Chic, enfin une votation passionnante où chacun va jouer à la roulette russe avec son propre budget, et où le citoyen aura le choix entre la prudence de sioux et le gros caca nerveux.
Les dérapages de Doris Leuthard sur la peau de banane des forfaits fiscaux les auront un peu éclipsés, mais les partisans de la caisse unique viennent de présenter, dans une belle cacophonie pourtant, leurs arguments. Après les opposants en décembre et le coup de gueule de Couchepin sous le sapin, mettant en garde contre la croyance au Père Noël unique.
C’est qu’elle approche à grands pas, cette votation du 11 mars qui promet d’être mémorable et où chacun va un peu jouer à la roulette russe avec son budget, tentant, calculette en mains, de savoir s’il fera partie des gagnants ou des perdants, s’il verra ses primes baisser ou exploser, dans le cas où les 87 caisses maladies actuelles seront dépossédée de la gestion de l’assurance de base au profit d’un l’établissement étatique unique. En réalité il s’agirait plutôt de disposer d’une bonne vieille boule de cristal.
En cas de oui le 11 mars, ce ne serait en effet que le principe de la caisse unique qui entrerait automatiquement en vigueur, mais pas sa modalité de fonctionnement. Le parlement, qui devra bricoler concrètement le tout, n’aura qu’une contrainte à respecter: fixer le montant des primes en fonctions des capacités économiques des assurés. Mais pour y parvenir, chacun des groupes politiques — Verts, PS, extrême gauche — ou des associations de médecins ou de patients favorables à la caisse unique, propose sa solution: extension des subsides à une tranche plus large qu’aujourd’hui, primes encaissée par l’impôt ou directement sur le revenu comme dans le système AVS, etc.
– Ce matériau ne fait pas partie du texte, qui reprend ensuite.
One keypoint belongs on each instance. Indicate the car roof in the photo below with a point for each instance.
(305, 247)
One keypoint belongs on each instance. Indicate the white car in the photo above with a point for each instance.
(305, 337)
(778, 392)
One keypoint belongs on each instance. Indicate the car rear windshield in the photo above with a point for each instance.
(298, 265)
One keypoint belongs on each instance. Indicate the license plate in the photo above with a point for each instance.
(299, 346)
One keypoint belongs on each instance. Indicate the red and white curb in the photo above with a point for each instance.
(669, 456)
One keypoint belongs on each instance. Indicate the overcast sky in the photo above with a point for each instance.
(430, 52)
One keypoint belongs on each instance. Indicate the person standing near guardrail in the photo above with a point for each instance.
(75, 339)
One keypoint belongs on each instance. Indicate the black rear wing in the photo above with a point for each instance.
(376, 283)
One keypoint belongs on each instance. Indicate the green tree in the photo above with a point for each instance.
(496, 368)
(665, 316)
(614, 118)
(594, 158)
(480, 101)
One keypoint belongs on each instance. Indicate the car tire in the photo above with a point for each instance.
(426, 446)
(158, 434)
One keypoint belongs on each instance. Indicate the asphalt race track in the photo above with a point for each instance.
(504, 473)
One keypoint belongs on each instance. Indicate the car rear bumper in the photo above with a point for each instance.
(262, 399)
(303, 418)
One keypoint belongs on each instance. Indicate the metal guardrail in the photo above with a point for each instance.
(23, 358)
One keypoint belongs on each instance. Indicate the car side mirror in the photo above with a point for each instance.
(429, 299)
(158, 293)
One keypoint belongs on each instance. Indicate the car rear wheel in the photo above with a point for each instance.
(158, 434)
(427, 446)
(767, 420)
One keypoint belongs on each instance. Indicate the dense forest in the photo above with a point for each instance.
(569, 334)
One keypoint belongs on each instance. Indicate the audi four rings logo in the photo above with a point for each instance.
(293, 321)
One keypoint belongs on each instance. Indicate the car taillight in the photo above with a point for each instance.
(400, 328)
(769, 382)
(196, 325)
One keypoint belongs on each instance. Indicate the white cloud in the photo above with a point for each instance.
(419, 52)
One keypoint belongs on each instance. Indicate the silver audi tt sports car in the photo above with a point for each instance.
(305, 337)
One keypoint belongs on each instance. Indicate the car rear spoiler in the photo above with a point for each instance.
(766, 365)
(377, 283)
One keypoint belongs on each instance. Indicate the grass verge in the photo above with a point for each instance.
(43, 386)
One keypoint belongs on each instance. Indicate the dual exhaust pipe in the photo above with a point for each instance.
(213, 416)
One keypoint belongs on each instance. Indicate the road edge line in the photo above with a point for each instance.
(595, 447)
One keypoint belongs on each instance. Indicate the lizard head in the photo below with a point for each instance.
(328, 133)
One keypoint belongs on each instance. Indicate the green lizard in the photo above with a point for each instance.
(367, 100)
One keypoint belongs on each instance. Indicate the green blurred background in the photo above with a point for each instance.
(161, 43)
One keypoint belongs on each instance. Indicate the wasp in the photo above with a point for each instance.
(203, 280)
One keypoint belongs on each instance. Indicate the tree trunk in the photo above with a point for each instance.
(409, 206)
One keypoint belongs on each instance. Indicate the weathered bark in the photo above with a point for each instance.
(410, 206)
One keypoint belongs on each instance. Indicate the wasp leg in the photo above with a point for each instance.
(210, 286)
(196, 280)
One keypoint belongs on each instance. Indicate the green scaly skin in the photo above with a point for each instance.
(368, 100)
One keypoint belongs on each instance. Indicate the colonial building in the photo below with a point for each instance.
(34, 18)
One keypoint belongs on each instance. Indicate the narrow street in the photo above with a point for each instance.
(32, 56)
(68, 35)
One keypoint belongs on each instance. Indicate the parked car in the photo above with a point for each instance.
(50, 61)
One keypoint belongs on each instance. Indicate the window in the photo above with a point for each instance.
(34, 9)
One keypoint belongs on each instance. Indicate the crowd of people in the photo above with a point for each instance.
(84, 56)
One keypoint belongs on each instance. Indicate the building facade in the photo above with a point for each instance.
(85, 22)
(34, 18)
Et puis, le parlement étant ce qu’il est — un conglomérat peu fiable de lobbyistes divers — peut-on lui faire d’avantage confiance qu’aux marchands du temple des assurances privées?
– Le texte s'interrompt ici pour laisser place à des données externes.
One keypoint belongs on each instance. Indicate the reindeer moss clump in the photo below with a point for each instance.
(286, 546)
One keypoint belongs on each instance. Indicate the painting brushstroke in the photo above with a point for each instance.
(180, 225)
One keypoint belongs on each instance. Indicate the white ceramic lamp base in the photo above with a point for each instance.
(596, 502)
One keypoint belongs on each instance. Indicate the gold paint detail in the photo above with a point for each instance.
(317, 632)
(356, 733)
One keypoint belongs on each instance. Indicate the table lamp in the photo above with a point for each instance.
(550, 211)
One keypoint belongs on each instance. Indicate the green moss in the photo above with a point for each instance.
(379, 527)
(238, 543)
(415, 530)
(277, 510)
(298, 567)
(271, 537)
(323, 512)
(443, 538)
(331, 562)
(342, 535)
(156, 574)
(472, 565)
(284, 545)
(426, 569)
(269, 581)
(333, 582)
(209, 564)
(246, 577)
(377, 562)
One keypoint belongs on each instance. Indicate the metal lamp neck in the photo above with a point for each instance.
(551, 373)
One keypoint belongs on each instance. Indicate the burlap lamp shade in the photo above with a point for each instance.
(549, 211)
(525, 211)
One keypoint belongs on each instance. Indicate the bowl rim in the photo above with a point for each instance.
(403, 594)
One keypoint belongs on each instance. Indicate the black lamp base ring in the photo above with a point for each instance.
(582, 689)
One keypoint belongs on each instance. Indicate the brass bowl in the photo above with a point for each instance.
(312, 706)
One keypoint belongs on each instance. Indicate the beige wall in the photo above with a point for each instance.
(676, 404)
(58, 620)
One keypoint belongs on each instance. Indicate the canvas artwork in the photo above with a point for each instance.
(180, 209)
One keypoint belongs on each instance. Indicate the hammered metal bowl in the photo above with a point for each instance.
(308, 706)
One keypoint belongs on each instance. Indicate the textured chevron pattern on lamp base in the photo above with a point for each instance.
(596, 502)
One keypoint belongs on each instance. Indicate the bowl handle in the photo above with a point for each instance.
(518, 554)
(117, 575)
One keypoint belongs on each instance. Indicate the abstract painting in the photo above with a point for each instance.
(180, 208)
Les moyens esquissés pour financer l’augmentation des subsides ou la baisse des primes ne sont pas d’ailleurs tous coulés dans une clarté aveuglante. Il y a par exemple cette surprime progressive pour les plus riches, que propose Pierre-Yves Maillard, et qui ferait qu’avec un revenu de 100’000 francs on payerait 2,50 francs de plus par mois, somme qui passe à 250 francs pour un revenu de 200’000 et qui condamnerait par exemple, comme le calcule l’Hebdo, le patron de Novartis Daniel Vasella à payer une prime mensuelle de 50’000 francs.
Ou les gains de productivité qu’une caisse unique serait censée générer, avec une obligation moindre de constituer des réserves, et la suppression des frais occasionnés par les passages d’une caisse à l’autre. Et bien sûr la diminution des frais administratifs: pour les assureurs privés, ils se montent, annuellement, à 1 milliard tandis que la caisse unique autrichienne les limites à 600 millions. Tout cela a la solidité des sables mouvants.
Le problème c’est qu’en face, du côté des partis de droite, et des assureurs, les arguments ne sont guère plus consistants. Décrire, à la Couchepin, la caisse unique comme un monstre bureaucratique et inhumain, c’est se payer de mots et patauger dans une logomachie néo-libérale à deux sous. Chanter les bienfaits de la concurrence qui permettrait aux assurés de faire baisser leurs primes quand ils le veulent, n’est pas loin du mensonge pur et simple: chacun a pu expérimenter qu’une baisse des primes s’obtient moins en changeant de caisse que par le jeu des franchises, c’est-à-dire en acceptant bêtement de prendre d’avantage de risques.
Résultat: les deux camps affirment, chiffres contradictoires et généralement incompréhensibles à l’appui, que c’est le gros des troupes, à savoir la légendaire classe moyenne, qui va profiter de la caisse unique, ou au contraire en payer lourdement le prix. Si l’on admet que rares seront ceux qui voteront les yeux fermés, pour le principe «d’un financement plus équitables des coûts de la santé», les autres, tous les autres — sauf les quelques bienheureux qui auront réussi à se forger une conviction mathématique — seront confrontés à un dilemme passionnel des plus excitants, entre exaspération et prudence de sioux.
A savoir signifier vertement leur colère aux assureurs privés qui les ont tondu depuis quinze ans par des hausses successives et ininterrompues, et qui affichent avec cynisme les signes extérieures de leur lourde prospérité, mais en prenant alors le risque d’échanger un borgne contre un aveugle et de se retrouver mis en coupes encore plus claires. Ou faire le poing dans la poche en jouant le statu quo, en oubliant les Mercedes, Ferrari, Porsche et autres Bentley de Pierre-Marcel Revaz, le patron du groupe Mutuel. Selon le frileux principe que, quitte à être mangé, autant savoir d’avance par qui et comment.